In short, we are using the equal sign very differently: in the first case we are using it as the equivalence relation in the field of real numbers. In the second case, we are really talking about vector space equivalence.

We see this multiple use in calculus all the time; for example $\int \int_{A} f dx dy = \int \int_{A} f dy dx$ but $\int \int_{A} f dx\wedge dy = -\int \int_{A} f dy\wedge dx$ Of course, the first is the usual non-oriented integral that we talk about in calculus courses (absolute values of the Jacobians!) and the latter is the oriented integral that we use for 2-forms, which, when you think about it, is the logical extension of the usual calculus I definite integral.

There are certainly more examples.

What got me to thinking about this was an office hour encounter I had with a numerical methods student (a good student who is doing solid work in the course). We were talking about various methods of solving the matrix problem $AX = B$ where $X$ is a column vector of variables and $B$ is the “answer” vector of numbers. We were discussing the number of operations (multiplications/divisions and additions/subtractions) required to obtain a solution if we had that $A = LDU$ where $D$ was a diagonal matrix with non-zero entries, $L, U$ are lower and upper triangular matrices (respectively) with 1’s on the diagonal.

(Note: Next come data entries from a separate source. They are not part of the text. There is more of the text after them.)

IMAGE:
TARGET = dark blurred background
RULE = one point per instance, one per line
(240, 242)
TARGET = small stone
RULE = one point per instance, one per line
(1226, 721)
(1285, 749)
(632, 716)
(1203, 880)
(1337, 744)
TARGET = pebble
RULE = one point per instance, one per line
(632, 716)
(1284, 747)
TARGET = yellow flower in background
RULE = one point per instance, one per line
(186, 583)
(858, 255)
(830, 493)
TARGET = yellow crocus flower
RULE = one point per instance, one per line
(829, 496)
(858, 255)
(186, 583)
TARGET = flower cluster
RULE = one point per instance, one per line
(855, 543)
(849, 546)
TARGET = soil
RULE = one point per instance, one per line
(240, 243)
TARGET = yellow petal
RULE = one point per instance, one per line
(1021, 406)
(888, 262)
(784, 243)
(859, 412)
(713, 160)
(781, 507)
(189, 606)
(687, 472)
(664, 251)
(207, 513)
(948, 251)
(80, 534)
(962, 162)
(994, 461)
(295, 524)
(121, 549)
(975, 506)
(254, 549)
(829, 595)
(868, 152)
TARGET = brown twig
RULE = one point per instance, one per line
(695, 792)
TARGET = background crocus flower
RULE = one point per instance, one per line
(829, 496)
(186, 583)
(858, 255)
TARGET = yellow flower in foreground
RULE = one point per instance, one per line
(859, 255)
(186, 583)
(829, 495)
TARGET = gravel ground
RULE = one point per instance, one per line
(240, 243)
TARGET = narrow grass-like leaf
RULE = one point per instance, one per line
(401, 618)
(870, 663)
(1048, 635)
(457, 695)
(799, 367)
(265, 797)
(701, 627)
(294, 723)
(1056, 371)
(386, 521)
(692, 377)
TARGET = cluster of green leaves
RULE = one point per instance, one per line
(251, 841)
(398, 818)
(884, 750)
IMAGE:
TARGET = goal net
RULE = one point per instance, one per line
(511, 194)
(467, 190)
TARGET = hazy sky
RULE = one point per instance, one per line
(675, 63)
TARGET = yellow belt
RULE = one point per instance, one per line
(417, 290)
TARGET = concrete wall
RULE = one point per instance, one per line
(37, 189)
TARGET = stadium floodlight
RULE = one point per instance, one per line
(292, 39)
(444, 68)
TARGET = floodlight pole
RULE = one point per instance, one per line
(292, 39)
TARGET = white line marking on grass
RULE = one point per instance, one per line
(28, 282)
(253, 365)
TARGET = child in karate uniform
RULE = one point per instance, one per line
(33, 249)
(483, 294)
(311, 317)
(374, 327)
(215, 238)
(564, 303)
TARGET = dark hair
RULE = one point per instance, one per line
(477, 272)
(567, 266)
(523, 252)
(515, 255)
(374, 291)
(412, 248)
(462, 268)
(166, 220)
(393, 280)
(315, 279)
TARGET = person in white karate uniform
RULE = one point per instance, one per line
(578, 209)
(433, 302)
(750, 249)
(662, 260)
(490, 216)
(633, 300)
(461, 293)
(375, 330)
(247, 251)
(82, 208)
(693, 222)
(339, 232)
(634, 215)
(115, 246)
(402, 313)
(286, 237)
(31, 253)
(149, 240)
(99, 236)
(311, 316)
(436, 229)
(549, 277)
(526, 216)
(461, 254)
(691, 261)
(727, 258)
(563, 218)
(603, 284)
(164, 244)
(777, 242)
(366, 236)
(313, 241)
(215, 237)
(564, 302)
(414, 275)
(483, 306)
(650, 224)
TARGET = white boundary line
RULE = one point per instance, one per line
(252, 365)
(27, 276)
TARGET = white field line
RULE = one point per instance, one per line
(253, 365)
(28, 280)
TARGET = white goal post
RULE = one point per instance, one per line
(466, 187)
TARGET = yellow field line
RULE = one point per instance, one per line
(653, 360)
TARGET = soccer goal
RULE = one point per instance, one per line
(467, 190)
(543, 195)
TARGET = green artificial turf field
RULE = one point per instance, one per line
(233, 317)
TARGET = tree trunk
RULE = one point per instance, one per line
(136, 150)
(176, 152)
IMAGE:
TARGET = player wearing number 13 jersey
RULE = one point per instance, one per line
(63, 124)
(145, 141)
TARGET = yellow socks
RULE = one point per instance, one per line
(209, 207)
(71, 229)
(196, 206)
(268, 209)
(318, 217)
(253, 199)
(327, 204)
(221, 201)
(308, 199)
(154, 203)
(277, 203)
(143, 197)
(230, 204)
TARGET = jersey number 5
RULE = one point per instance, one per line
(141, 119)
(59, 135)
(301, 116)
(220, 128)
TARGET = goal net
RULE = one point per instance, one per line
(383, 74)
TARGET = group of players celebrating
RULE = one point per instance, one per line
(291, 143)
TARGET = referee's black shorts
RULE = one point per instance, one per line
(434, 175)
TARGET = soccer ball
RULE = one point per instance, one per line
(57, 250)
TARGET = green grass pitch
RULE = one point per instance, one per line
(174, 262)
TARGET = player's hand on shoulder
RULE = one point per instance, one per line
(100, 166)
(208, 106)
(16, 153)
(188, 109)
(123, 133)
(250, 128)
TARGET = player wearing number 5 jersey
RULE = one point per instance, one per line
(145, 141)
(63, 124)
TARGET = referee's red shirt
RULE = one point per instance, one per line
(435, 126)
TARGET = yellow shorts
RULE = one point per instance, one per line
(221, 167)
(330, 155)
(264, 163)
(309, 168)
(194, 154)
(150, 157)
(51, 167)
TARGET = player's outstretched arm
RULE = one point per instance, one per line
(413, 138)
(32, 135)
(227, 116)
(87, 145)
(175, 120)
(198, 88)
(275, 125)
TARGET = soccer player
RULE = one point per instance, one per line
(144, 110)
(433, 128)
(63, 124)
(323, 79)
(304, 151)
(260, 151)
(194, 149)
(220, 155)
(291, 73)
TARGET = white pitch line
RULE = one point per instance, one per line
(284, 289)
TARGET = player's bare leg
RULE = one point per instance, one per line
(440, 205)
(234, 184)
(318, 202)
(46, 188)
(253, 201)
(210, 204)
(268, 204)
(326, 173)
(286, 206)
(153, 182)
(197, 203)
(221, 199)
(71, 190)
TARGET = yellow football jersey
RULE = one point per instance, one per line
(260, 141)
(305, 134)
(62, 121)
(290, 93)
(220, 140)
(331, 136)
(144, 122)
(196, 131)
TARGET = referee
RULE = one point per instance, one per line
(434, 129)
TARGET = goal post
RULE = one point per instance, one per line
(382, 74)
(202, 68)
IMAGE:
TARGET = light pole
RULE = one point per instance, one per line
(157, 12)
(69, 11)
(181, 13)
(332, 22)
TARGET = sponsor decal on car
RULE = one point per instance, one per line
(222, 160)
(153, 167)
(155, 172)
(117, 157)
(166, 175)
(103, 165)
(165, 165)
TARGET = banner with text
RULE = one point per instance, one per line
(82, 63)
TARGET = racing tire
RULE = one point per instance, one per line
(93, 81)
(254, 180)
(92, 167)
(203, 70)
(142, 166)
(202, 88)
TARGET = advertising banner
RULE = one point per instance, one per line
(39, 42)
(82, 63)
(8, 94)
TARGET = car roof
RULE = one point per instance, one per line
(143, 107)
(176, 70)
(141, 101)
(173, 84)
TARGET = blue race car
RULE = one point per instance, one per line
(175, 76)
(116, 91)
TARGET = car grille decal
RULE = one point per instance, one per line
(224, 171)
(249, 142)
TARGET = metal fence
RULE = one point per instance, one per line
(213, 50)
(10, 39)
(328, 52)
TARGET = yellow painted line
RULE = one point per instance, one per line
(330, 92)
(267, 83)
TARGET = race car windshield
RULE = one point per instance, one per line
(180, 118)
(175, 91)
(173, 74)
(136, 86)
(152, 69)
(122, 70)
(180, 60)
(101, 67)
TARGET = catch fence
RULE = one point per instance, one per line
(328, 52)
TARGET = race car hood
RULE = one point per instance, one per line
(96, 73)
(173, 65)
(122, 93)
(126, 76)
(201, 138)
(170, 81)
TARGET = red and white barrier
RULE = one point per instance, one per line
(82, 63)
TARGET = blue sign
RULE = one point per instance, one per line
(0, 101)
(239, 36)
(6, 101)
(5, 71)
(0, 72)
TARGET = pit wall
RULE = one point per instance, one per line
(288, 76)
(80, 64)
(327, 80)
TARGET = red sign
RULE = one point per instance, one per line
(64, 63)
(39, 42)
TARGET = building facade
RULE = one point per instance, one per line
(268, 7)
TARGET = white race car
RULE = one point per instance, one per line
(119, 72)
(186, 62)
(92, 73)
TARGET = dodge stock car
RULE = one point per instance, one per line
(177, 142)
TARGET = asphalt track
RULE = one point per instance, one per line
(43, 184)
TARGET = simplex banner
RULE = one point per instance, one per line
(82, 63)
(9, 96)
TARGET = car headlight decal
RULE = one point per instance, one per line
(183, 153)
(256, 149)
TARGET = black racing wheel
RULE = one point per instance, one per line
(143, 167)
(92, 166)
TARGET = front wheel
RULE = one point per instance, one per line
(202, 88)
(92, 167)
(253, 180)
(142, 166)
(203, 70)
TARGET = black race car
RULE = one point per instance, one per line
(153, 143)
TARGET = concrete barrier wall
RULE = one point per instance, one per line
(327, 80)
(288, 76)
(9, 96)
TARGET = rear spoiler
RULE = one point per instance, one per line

She kept on being off by a peculiar factor on the multiplication count.

Eventually we figured out the problem. When we converted the matrix equations to equations, she was counting the matrix entry multiplied by the unsolved for variables as a multiplication. Why? Well, once we solved for the variable we then counted operations with it AFTER it had been “solved for”. Example: given $a_{1,1}x_1 +a_{1,2}x_2 = 3, a_{2,2}x_2=5$ we don’t count the “coefficient times the variable” as a multiplication. But once we solve and obtain $x_2 = \frac{5}{a_{2,2}}$ we then count operations involving $x_2$. (of course, the diagonal elements are non-zero).

It is clear why we do this: prior to being solved for, the variables are really storage locations, and we are interested in counting the numerical operations that can contribute to round off error. But when we think about it, we are actually distinguishing between several types of multiplications: matrix multiplication, scalar multiplication in a vector space between a vector and a scalar, and the scalar (numerical) multiplication.

However, explaining that in class might lead to confusion among the students; it is probably best to bring this up only if someone is confused about it.

The language of mathematics can be so subtle that sometimes it probably good pedagogy to speak a bit informally, at least to beginning students.